Overall Impressions: This is Rainbow Rowell’s YA debut, and reading it, I found myself wondering, again and again, “Where was Rainbow Rowell when I was a teenager??”. This is one of the most heart-poundingly romantic, gut-wrenchingly sad stories that I’ve ever read, and it place Rowell firmly in the ranks of John Green and Laurie Halse Anderson as one of the best authors of realistic YA fiction writing today.

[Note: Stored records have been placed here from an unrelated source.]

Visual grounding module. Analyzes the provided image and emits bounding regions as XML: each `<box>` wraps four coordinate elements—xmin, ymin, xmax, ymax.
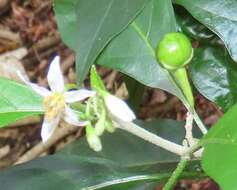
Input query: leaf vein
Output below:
<box><xmin>83</xmin><ymin>0</ymin><xmax>115</xmax><ymax>64</ymax></box>
<box><xmin>131</xmin><ymin>22</ymin><xmax>155</xmax><ymax>57</ymax></box>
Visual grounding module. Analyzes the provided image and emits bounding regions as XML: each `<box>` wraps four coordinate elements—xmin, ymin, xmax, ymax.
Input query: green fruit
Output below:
<box><xmin>156</xmin><ymin>32</ymin><xmax>193</xmax><ymax>70</ymax></box>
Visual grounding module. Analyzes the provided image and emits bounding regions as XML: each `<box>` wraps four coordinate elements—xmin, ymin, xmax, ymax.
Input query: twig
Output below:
<box><xmin>15</xmin><ymin>123</ymin><xmax>80</xmax><ymax>164</ymax></box>
<box><xmin>115</xmin><ymin>82</ymin><xmax>128</xmax><ymax>99</ymax></box>
<box><xmin>0</xmin><ymin>145</ymin><xmax>10</xmax><ymax>159</ymax></box>
<box><xmin>8</xmin><ymin>116</ymin><xmax>41</xmax><ymax>127</ymax></box>
<box><xmin>184</xmin><ymin>112</ymin><xmax>196</xmax><ymax>146</ymax></box>
<box><xmin>0</xmin><ymin>47</ymin><xmax>27</xmax><ymax>60</ymax></box>
<box><xmin>114</xmin><ymin>119</ymin><xmax>187</xmax><ymax>156</ymax></box>
<box><xmin>23</xmin><ymin>35</ymin><xmax>61</xmax><ymax>66</ymax></box>
<box><xmin>34</xmin><ymin>0</ymin><xmax>52</xmax><ymax>16</ymax></box>
<box><xmin>0</xmin><ymin>29</ymin><xmax>21</xmax><ymax>43</ymax></box>
<box><xmin>61</xmin><ymin>53</ymin><xmax>75</xmax><ymax>73</ymax></box>
<box><xmin>183</xmin><ymin>112</ymin><xmax>204</xmax><ymax>158</ymax></box>
<box><xmin>181</xmin><ymin>139</ymin><xmax>203</xmax><ymax>159</ymax></box>
<box><xmin>106</xmin><ymin>70</ymin><xmax>118</xmax><ymax>89</ymax></box>
<box><xmin>24</xmin><ymin>46</ymin><xmax>59</xmax><ymax>66</ymax></box>
<box><xmin>0</xmin><ymin>134</ymin><xmax>26</xmax><ymax>168</ymax></box>
<box><xmin>28</xmin><ymin>35</ymin><xmax>60</xmax><ymax>55</ymax></box>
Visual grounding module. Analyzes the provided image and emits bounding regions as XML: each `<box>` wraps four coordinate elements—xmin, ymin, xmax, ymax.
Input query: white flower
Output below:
<box><xmin>104</xmin><ymin>94</ymin><xmax>136</xmax><ymax>122</ymax></box>
<box><xmin>18</xmin><ymin>56</ymin><xmax>96</xmax><ymax>142</ymax></box>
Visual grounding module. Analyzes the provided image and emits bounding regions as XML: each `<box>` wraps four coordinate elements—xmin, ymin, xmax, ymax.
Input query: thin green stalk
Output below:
<box><xmin>167</xmin><ymin>69</ymin><xmax>208</xmax><ymax>134</ymax></box>
<box><xmin>192</xmin><ymin>109</ymin><xmax>207</xmax><ymax>134</ymax></box>
<box><xmin>163</xmin><ymin>158</ymin><xmax>188</xmax><ymax>190</ymax></box>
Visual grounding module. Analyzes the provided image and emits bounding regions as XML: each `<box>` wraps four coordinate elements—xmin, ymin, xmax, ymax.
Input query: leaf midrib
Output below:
<box><xmin>82</xmin><ymin>0</ymin><xmax>115</xmax><ymax>63</ymax></box>
<box><xmin>0</xmin><ymin>90</ymin><xmax>43</xmax><ymax>113</ymax></box>
<box><xmin>131</xmin><ymin>22</ymin><xmax>156</xmax><ymax>57</ymax></box>
<box><xmin>83</xmin><ymin>174</ymin><xmax>169</xmax><ymax>190</ymax></box>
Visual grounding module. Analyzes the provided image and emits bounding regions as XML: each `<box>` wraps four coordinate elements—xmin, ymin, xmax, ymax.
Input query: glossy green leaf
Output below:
<box><xmin>201</xmin><ymin>103</ymin><xmax>237</xmax><ymax>190</ymax></box>
<box><xmin>175</xmin><ymin>6</ymin><xmax>221</xmax><ymax>46</ymax></box>
<box><xmin>0</xmin><ymin>78</ymin><xmax>43</xmax><ymax>127</ymax></box>
<box><xmin>0</xmin><ymin>119</ymin><xmax>204</xmax><ymax>189</ymax></box>
<box><xmin>189</xmin><ymin>46</ymin><xmax>237</xmax><ymax>111</ymax></box>
<box><xmin>175</xmin><ymin>0</ymin><xmax>237</xmax><ymax>62</ymax></box>
<box><xmin>97</xmin><ymin>0</ymin><xmax>185</xmax><ymax>100</ymax></box>
<box><xmin>54</xmin><ymin>0</ymin><xmax>149</xmax><ymax>82</ymax></box>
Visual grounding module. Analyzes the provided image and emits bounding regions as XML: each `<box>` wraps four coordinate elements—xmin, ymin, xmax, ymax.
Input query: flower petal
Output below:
<box><xmin>47</xmin><ymin>56</ymin><xmax>65</xmax><ymax>92</ymax></box>
<box><xmin>64</xmin><ymin>106</ymin><xmax>88</xmax><ymax>126</ymax></box>
<box><xmin>41</xmin><ymin>116</ymin><xmax>60</xmax><ymax>143</ymax></box>
<box><xmin>65</xmin><ymin>89</ymin><xmax>96</xmax><ymax>103</ymax></box>
<box><xmin>105</xmin><ymin>95</ymin><xmax>136</xmax><ymax>122</ymax></box>
<box><xmin>17</xmin><ymin>70</ymin><xmax>50</xmax><ymax>97</ymax></box>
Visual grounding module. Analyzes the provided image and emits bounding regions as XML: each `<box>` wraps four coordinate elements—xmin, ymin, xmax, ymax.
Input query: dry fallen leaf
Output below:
<box><xmin>0</xmin><ymin>47</ymin><xmax>28</xmax><ymax>81</ymax></box>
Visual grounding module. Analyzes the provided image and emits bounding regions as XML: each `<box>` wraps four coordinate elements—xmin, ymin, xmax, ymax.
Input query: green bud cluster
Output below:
<box><xmin>85</xmin><ymin>95</ymin><xmax>115</xmax><ymax>152</ymax></box>
<box><xmin>83</xmin><ymin>66</ymin><xmax>119</xmax><ymax>152</ymax></box>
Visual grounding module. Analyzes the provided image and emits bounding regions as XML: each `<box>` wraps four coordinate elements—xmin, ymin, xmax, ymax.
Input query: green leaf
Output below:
<box><xmin>97</xmin><ymin>0</ymin><xmax>186</xmax><ymax>102</ymax></box>
<box><xmin>175</xmin><ymin>0</ymin><xmax>237</xmax><ymax>62</ymax></box>
<box><xmin>90</xmin><ymin>66</ymin><xmax>106</xmax><ymax>92</ymax></box>
<box><xmin>54</xmin><ymin>0</ymin><xmax>149</xmax><ymax>82</ymax></box>
<box><xmin>175</xmin><ymin>6</ymin><xmax>221</xmax><ymax>46</ymax></box>
<box><xmin>189</xmin><ymin>46</ymin><xmax>237</xmax><ymax>111</ymax></box>
<box><xmin>201</xmin><ymin>103</ymin><xmax>237</xmax><ymax>190</ymax></box>
<box><xmin>0</xmin><ymin>78</ymin><xmax>43</xmax><ymax>127</ymax></box>
<box><xmin>0</xmin><ymin>119</ymin><xmax>204</xmax><ymax>189</ymax></box>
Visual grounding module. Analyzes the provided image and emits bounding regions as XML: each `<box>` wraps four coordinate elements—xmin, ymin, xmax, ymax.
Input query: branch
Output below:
<box><xmin>113</xmin><ymin>119</ymin><xmax>187</xmax><ymax>156</ymax></box>
<box><xmin>184</xmin><ymin>112</ymin><xmax>195</xmax><ymax>146</ymax></box>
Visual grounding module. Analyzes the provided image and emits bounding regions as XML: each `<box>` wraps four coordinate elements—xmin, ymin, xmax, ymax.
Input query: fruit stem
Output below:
<box><xmin>172</xmin><ymin>68</ymin><xmax>194</xmax><ymax>108</ymax></box>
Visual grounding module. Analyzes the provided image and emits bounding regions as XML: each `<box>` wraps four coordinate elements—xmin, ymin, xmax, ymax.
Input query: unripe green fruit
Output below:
<box><xmin>156</xmin><ymin>32</ymin><xmax>193</xmax><ymax>70</ymax></box>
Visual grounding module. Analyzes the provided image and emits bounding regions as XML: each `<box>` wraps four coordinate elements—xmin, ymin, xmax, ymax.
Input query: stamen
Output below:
<box><xmin>43</xmin><ymin>92</ymin><xmax>65</xmax><ymax>121</ymax></box>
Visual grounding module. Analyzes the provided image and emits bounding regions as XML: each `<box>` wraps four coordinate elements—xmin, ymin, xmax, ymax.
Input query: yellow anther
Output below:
<box><xmin>43</xmin><ymin>93</ymin><xmax>65</xmax><ymax>121</ymax></box>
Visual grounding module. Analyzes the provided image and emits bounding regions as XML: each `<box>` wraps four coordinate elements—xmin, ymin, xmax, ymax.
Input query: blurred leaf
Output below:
<box><xmin>201</xmin><ymin>103</ymin><xmax>237</xmax><ymax>190</ymax></box>
<box><xmin>175</xmin><ymin>6</ymin><xmax>221</xmax><ymax>46</ymax></box>
<box><xmin>0</xmin><ymin>119</ymin><xmax>204</xmax><ymax>189</ymax></box>
<box><xmin>175</xmin><ymin>0</ymin><xmax>237</xmax><ymax>62</ymax></box>
<box><xmin>0</xmin><ymin>78</ymin><xmax>43</xmax><ymax>127</ymax></box>
<box><xmin>189</xmin><ymin>46</ymin><xmax>237</xmax><ymax>111</ymax></box>
<box><xmin>97</xmin><ymin>0</ymin><xmax>186</xmax><ymax>102</ymax></box>
<box><xmin>54</xmin><ymin>0</ymin><xmax>149</xmax><ymax>82</ymax></box>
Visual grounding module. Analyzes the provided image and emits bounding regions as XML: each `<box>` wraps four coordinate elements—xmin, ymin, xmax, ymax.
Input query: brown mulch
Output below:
<box><xmin>0</xmin><ymin>0</ymin><xmax>222</xmax><ymax>189</ymax></box>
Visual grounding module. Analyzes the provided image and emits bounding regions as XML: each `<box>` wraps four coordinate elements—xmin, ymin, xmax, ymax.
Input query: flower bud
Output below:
<box><xmin>104</xmin><ymin>93</ymin><xmax>135</xmax><ymax>122</ymax></box>
<box><xmin>105</xmin><ymin>119</ymin><xmax>115</xmax><ymax>133</ymax></box>
<box><xmin>94</xmin><ymin>109</ymin><xmax>106</xmax><ymax>136</ymax></box>
<box><xmin>86</xmin><ymin>124</ymin><xmax>102</xmax><ymax>152</ymax></box>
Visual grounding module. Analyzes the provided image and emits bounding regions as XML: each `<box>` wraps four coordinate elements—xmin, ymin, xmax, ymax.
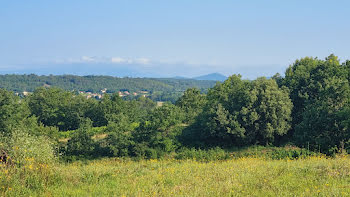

When we first meet Eleanor, she is struggling. She has just moved back in with her mother, siblings and stepfather after spending a year sleeping on a neighbor’s couch. Her family is poor (due more to her abusive stepfather’s desire to control everyone than to an actual absence of funds), and Eleanor has virtually nothing that she can call her own. If these factors weren’t enough to make her an outcast at her new school, her plus-size frame, wild red hair and eccentric sense of style do the job.
Park hasn’t suffered as much as Eleanor, but he is still distinctly out of place in his blue-collar community. Half-Polish, half-Korean, with a penchant for New Wave music and guyliner, his appearance sets him apart, and he is content to keep his head down and avoid attracting the kind of attention that would mean trouble. When too-big, too-bold Eleanor shows up on the school bus one day, he takes pity on her and gives her a seat, but he wishes that she was smaller, less conspicuous, less of a target, and he doesn’t want her problems to become his own.
Eleanor keeps sitting with him, and over time, he starts to share his comic books and music with her. Despite their differences, they find common ground. Park learns to respect Eleanor’s fiery strength and intelligence, and Eleanor comes to appreciate Park’s wit and kindness. A fierce and tender love blossoms between them, but with the barriers of family and prejudices that threaten to separate them, can their love possibly survive where most first loves fade?
The Highs: Where do I begin? This is one of those rare books that I appreciate more the more I examine it. To start with, Rowell’s writing is like poetry. The amount of pulse-pounding lust, love and tenderness that she manages to inject into a description of hand-holding, for instance, has to be read to be believed. This is, hands down, one of the most romantic books I’ve ever read, and it manages to avoid almost all of the usual pitfalls of YA romance.
The characters are marvelous. Eleanor is someone I’d want as a best friend, a teacher, a mother, a confidante. She is strong without being invulnerable, prickly but affectionate, smart and so brave. The abuse that she faces from her family and classmates would destroy me, but she perseveres in a way that it both remarkable and realistic. Park is also delightful, and the way his love for Eleanor grows is so touching and believable. Park’s parents are possibly the best YA fictional parents EVER; at first they came across as kind of overbearing, but they ended up being so wonderful in their decisions to support Park, even when they didn’t understand him or his motivations.
Most of all, I loved this book for making me feel ALL THE FEELINGS. Rowell manipulated my emotions so deftly, and made me care so deeply about the fate of the dual protagonists. It’s rare that I find a book that engages me on this level.
Buzzkills: This book is a hard read, emotionally speaking. Abuse, neglect, racism and body image issues are all touched upon. The level of cruelty that Eleanor faces at the hands of her stepfather had me crying with rage at several points in the story. Possibly worse than her stepfather’s abuse is her mother’s emotional neglect, her unwillingness to recognize what she is putting her children through just so she can be “loved”. Even the more positive relationships, like Park’s with his parents, are tinged with that mutual lack of understanding that characterizes so many teenage transactions. Being a teenager is tough business, and this book brings back all of the pain, awkwardness and despair of those years.
The Source: ARC from Indiebound
Disclaimer: No chocolate or mixtapes were provided by the publisher in exchange for this review.